TWITTER BLOGGER SKULLATOR PLIKI COOKIES KANAŁ YOU TUBE KOSTNICA FACEBOOK | |||
UPIORY
SPACERUJĄ NAD WARTĄ - Ryszard Ćwirlej
(o
Upiorach spacerujących nad Wartą) (o
Ręcznej robocie) (o
Mocnym uderzeniu) Czasy PRL-u pamiętam tylko z opowiadań mamy. O wiecznych kolejkach po wszystko, kartkach na żywność i ubranka dla dzieci. O PEWEX-ach, gdzie za zieloną walutę można było nabyć namiastkę Zachodu. Reszty dowiedziałam się z kultowych już filmów Barei, który pokazywał socjalistyczną rzeczywistość w zarazem śmieszny, jak i prawdziwy sposób. Aby uzupełnić ów obraz powinnam jeszcze poczytać komiksy o Kapitanie Żbiku. Jednakże zamiast wspomnianych bestsellerowych „kolorowych zeszytów”, w moje ręce wpadła książka Ryszarda Ćwirleja, zatytułowana „Upiory spacerują nad Wartą”, której fabuła rozgrywa się w niezbyt kolorowej peerelowskiej codzienności.
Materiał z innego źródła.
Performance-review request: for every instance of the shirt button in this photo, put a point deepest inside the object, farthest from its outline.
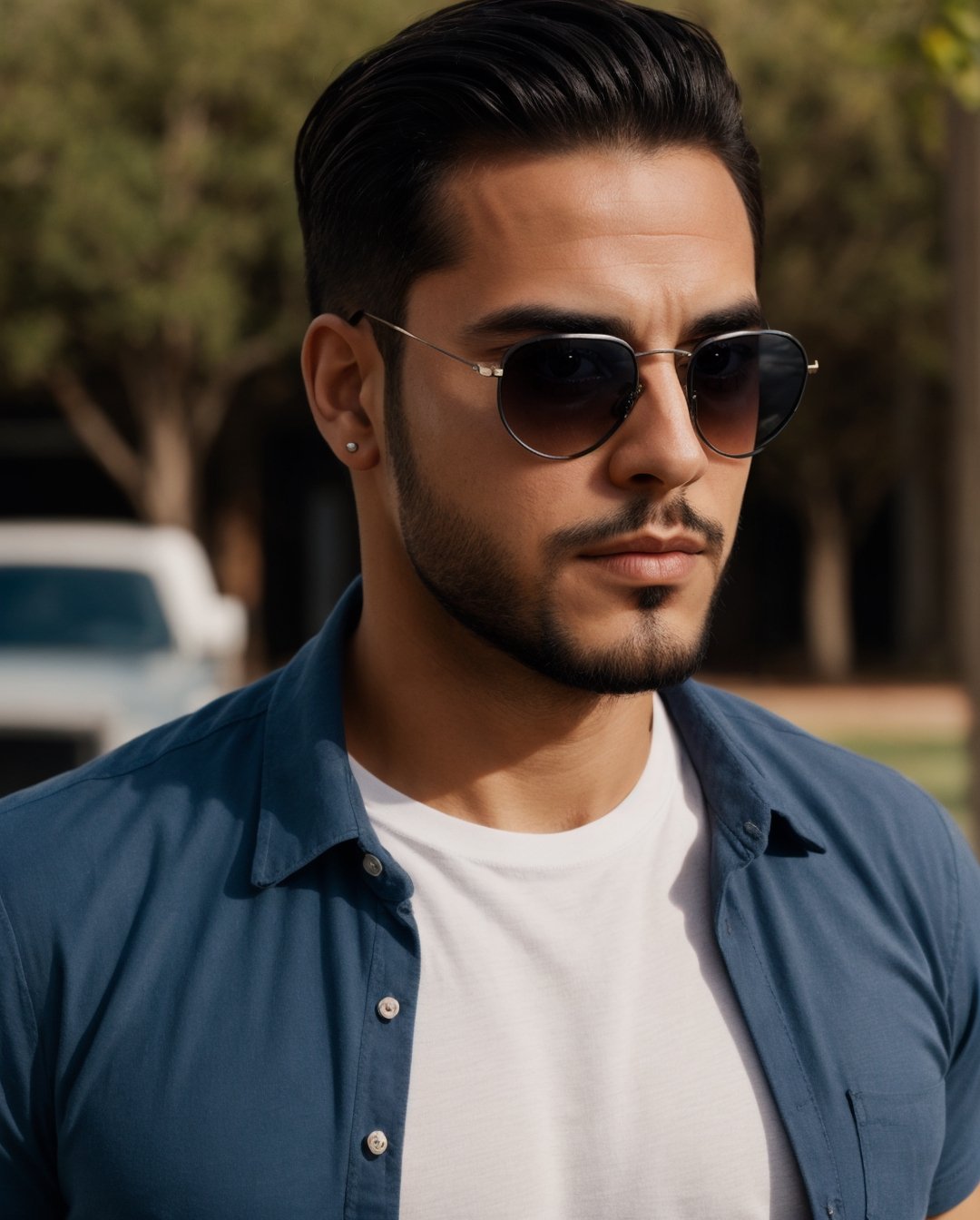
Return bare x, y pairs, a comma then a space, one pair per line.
387, 1008
377, 1144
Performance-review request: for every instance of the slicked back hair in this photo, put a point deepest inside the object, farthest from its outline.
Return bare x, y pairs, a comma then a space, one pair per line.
489, 78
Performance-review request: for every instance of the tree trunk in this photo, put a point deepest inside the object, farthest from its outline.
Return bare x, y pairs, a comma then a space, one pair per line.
171, 477
827, 591
965, 265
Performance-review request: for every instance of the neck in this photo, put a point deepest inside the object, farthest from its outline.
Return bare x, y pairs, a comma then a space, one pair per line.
453, 723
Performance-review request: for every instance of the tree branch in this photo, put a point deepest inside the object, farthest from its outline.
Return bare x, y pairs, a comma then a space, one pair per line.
96, 432
212, 403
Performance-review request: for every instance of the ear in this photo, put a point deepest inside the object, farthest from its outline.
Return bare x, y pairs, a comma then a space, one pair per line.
344, 377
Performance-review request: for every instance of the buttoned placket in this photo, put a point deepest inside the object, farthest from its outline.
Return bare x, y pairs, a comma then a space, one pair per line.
384, 1063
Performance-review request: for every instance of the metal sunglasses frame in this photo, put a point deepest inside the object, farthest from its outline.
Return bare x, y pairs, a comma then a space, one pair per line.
689, 393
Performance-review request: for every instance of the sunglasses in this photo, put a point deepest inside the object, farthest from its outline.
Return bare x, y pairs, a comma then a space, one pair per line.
564, 396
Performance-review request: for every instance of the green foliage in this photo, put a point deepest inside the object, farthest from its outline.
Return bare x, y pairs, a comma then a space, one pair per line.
848, 123
951, 44
145, 172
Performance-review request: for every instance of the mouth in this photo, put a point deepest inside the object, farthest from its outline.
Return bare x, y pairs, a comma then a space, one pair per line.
650, 559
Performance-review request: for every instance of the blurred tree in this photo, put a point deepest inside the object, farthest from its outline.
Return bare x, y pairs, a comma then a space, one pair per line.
952, 45
149, 249
848, 126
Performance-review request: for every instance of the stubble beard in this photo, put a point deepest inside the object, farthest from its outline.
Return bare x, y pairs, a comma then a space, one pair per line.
471, 577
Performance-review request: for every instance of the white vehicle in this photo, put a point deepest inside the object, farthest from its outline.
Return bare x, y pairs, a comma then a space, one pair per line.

Poznań 1985 roku. Dwóch wędkarzy znajduje w Warcie bezgłowe zwłoki młodej kobiety z tatuażem na prawym ramieniu. Kilka godzin później grupa milicjantów, w Ostrowie Tumskim, znajduje w rzece odciętą głowę. Wkrótce okazuje się, że nie należy ona do denatki... Po Poznaniu zaczyna rozchodzić się plotka o pojawieniu się Łowcy Głów. Kim jest sprawca i co nim kieruje? Dlaczego w tak brutalny sposób morduje on młode dziewczyny? Przed takim oto problemem, nieznanym dotychczas w PRL-owskiej rzeczywistości, staje grupa dochodzeniowa Milicji Obywatelskiej, którą kieruje kapitan Alfred Marcinkowski. Czas gra na niekorzyść śledczych, bowiem nie wiadomo gdzie i kiedy morderca zaatakuje ponownie, a mimo iż zbrodni dokonano w pobliżu gęsto zaludnionego Osiedla Młodych, nikt nic nie widział i nie słyszał...
– Kto zamawiał ruskie? – krzyknęła w stronę sali konsumpcyjnej bufetowa, (...). – Nikt, sami przyleźli – odpowiedział cichutko Brodziak i obaj milicjanci zaśmiali się głośno z udanego dowcipu.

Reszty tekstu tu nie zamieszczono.